Retour aux valeurs ?

presidentielles2012« Valeurs » était presque devenu un gros mot. Philippe de Villiers avait osé revendiquer un «  Combat pour les valeurs  », prémisses de son Mouvement pour la France. Et seul l’hebdomadaire Valeurs actuelles ose encore arborer le mot dans son titre, avec, en exergue, une explication avec la maxime économique de Jean Bodin (1529-1596)  : «  Il n’est de richesse que d’homme  ». Aujourd’hui, les valeurs financières sont en pleine déconfiture et c’est bien le grand retour en campagne des valeurs morales au nom de «  l’humanisme  ». Les candidats de tout poil s’en sont emparés  ; ils prennent simplement soin que le travail, la famille et la patrie n’apparaissent pas dans cet ordre…

En trois semaines, coup sur coup, les grands candidats ont ferraillé autour des valeurs. Pour Nicolas Sarkozy, entré en lice le premier sur ce terrain, ce fut «  travail, responsabilité, autorité  ». Avec même un panégyrique des valeurs familiales si explicite que les mauvaises langues ont murmuré sur son parcours personnel. à peine le président de la République les avait-il vantées dans son grand entretien de lancement de campagne au Figaro magazine : «  Mes valeurs pour la France  » que son adversaire du centre, François Bayrou, le prenait au mot en rétorquant, lors de la convention sociale de son parti  : «  Eh bien, ce sera valeur contre valeur  !  » En aparté, ses proches se félicitaient que ce qu’ils nomment la «  droitisation  » du discours présidentiel ait «  ouvert un boulevard  » au Modem. L’hebdomadaire La Vie pouvait à son tour titrer en Une : «  Bayrou  : mes valeurs  ». Sa réponse à Nicolas Sarkozy fut  : «  Liberté, solidarité, responsabilité  ». Avec pas mal de flou sur la question de l’homosexualité mais un mot en commun, celui de responsabilité. Le candidat centriste l’exhibe toutefois pour mieux tancer le chef de l’État qu’il accuse, avec ses projets de référendum, de «  dresser les Français les uns contre les autres  », en faisant de l’étranger ou du chômeur les boucs émissaires de la crise. En un mot de draguer, comme en 2007, les électeurs du Front national. Mais Marine Le Pen estime à son tour que la «  ficelle  » des valeurs de droite vantées par Nicolas Sarkozy est «  si grosse  » qu’elle ne trompera pas les Français.

François Hollande n’est pas en reste.
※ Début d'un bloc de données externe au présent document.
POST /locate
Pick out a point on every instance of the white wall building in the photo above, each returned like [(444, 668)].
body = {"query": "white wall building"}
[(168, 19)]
Ce sera à l’hebdomadaire Marianne de titrer à son tour : «  Hollande réplique à Sarkozy sur les valeurs  ». Et l’hebdomadaire de lister  : «  Valeur travail, laïcité, sécurité…  » Sur le travail, le candidat socialiste tacle en toute logique le président sortant  : «  Quand il y a 4 millions de chômeurs, où est la valeur travail  ?  » François Hollande affirme savoir la raison pour laquelle le candidat Sarkozy se réfère aux repères  : «  Il choisit les valeurs parce que son bilan ne vaut rien  !  » Dans cette foire d’empoigne, à la bourse des valeurs morales, on se croirait presque aux États-Unis d’où Jean-Philippe Balasse, l’envoyé spécial d’Europe 1, a lancé un tweet stupéfait  : «  Le très très conservateur Rick Santorum distance Romney dans les derniers sondages. En causant religion, contraception… Et l’éco  ? Dingue.  »

Pour les Américains, comme pour les Français, faut-il se réjouir que les questions les plus essentielles, celles qui structurent la société, l’emportent sur les calculs économiques, sur le dollar comme sur l’euro  ? La crise rendrait-elle la gestion si prioritaire, pas seulement en Grèce ou en Italie, que l’économie ne serait plus objet de débat  ? Cette crise pourrait-elle même faire passer la «  priorité écologique  » pour un caprice suranné de riches bobos  ? Du coup, c’est l’affrontement anthropologique autour des fondamentaux de la société.

Certains souligneront qu’une bonne gestion passe par le retour d’une certaine morale — ou moralité — publique. La fin des frasques de l’ère Berlusconi semble l’attester. Mais du côté socialiste, et plus généralement du côté gauche, c’est plutôt la fuite en avant libertaire.

En matière de famille et de bioéthique, le candidat du parti socialiste est en effet entré en pleine connivence avec ses concurrents de premier tour  : recherche sur l’embryon, droit d’accès au mariage, à l’adoption et à la procréation artificielle pour les personnes homosexuelles, sans oublier une euthanasie d’autant plus insidieuse qu’elle ne dit pas encore son nom… Cette fois encore, la gauche promet de construire une «  nouvelle société  ». Ce qui nécessite largement de poursuivre sa démolition.